It might only have $100 million under management, but Perpetual’s Diversified Real Return Fund has a major role to play in the future of the fund manager as it rebounds from recent turmoil. Perpetual’s roller coaster ride is well known in the industry. The $1.2 billion that walked out the door when John Sevior left was followed by a bruising $1.75-billion takeover bid from US buy-out group, KKR. When that was rejected, the Perpetual share price went into free fall and it was only in the latter stages of 2012 that any signs of recovery were evident.

While all this was going on at a corporate level, Perpetual continued to do what it has always done – manage money – and part of that was a change in philosophy as the fund manager decided on a new strategy around outcome-based investing, joining a wave of thinking which eschews benchmarks and uses multi-asset investing to achieve returns.

It is a philosophy that Perpetual thinks is well suited to the risk profile of people approaching retirement and for those already retired. Perpetual says that 80 per cent of its clients’ investment income is earned after the age of 55.

The result has been Perpetual’s Diversified Real Return Fund, founded in 2010, has in its short life delivered an 8.8-per-cent two-year return and 14.1 per cent over calendar year 2012. This is against a target of CPI plus 5 per cent over five years. The idea, though, is not to “shoot the lights out” in a bull equity market; it is to deliver sustainable performance against the target in all market conditions.

While there is some institutional money in the fund, the bulk of it comes from retail investors and self-managed funds. The fund sits as part of a diversified strategies family of four funds, which combined have $2.5 billion under management.

“The Real Return Fund takes a different approach in that it used different levers to get outcomes and won’t rely on equities quite as much,” explains Sandi Orleow, senior portfolio manager at Perpetual.

“Managing across asset classes makes the manager accountable for the outcomes and because the fund doesn’t have the governance constraints of benchmark investing, it is more adaptive generally.”

The asset allocation of the fund is very different to the traditional balanced fund. Around 10 per cent of the fund is in Australian equities, 20 per cent is in global equities, around 40 per cent is in emerging market and private sector debt, with a further 15 per cent or so in inflation-linked bonds. There is also a mix of real assets and derivatives.

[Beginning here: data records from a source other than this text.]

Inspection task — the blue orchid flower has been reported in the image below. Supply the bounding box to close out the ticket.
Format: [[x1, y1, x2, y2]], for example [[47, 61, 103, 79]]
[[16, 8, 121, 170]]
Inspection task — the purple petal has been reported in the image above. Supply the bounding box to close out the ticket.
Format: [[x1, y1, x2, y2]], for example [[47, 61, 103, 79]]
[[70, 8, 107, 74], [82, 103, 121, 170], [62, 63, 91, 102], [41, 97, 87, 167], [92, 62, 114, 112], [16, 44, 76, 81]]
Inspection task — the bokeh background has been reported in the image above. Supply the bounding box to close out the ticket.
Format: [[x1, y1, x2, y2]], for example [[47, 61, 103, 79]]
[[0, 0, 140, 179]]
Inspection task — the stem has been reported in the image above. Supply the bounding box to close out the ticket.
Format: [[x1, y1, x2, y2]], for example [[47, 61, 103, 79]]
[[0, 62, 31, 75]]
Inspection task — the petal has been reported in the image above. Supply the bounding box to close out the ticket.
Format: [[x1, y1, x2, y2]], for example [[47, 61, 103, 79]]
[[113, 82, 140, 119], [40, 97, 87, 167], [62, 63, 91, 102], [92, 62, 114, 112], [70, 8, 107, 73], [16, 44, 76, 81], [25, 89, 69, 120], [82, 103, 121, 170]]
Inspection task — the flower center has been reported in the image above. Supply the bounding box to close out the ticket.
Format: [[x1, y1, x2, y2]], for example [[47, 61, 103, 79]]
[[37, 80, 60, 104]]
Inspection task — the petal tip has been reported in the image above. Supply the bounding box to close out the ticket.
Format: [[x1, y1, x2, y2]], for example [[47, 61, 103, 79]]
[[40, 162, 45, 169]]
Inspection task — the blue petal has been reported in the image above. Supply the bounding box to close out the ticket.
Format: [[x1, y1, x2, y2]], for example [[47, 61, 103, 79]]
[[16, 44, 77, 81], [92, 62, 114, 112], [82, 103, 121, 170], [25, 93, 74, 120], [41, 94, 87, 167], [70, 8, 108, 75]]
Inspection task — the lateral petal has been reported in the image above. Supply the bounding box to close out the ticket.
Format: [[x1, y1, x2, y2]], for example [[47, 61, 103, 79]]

Portfolio manager Michael Blayney, pictured right, puts it this way: “When we started this fund, we started with a clean piece of paper. With a multi-asset fund we can tweak the asset allocation to match what we are trying to achieve from a diversification perspective. BLAYNEY-Michael-200x150

“You can be more flexible, so you can say I want developed market global equities, but I can get that exposure more efficiently synthetically.”

Where, in a more traditional portfolio, a re-allocation of assets means “you have to go and sell something else.”

“Let’s say you have to go and sell your equities, but then you dilute your returns,” says Blayney. “A more efficient way to do it can be to pour more of your capital into credit and get some equity exposure synthetically, particularly in the area of global equities.”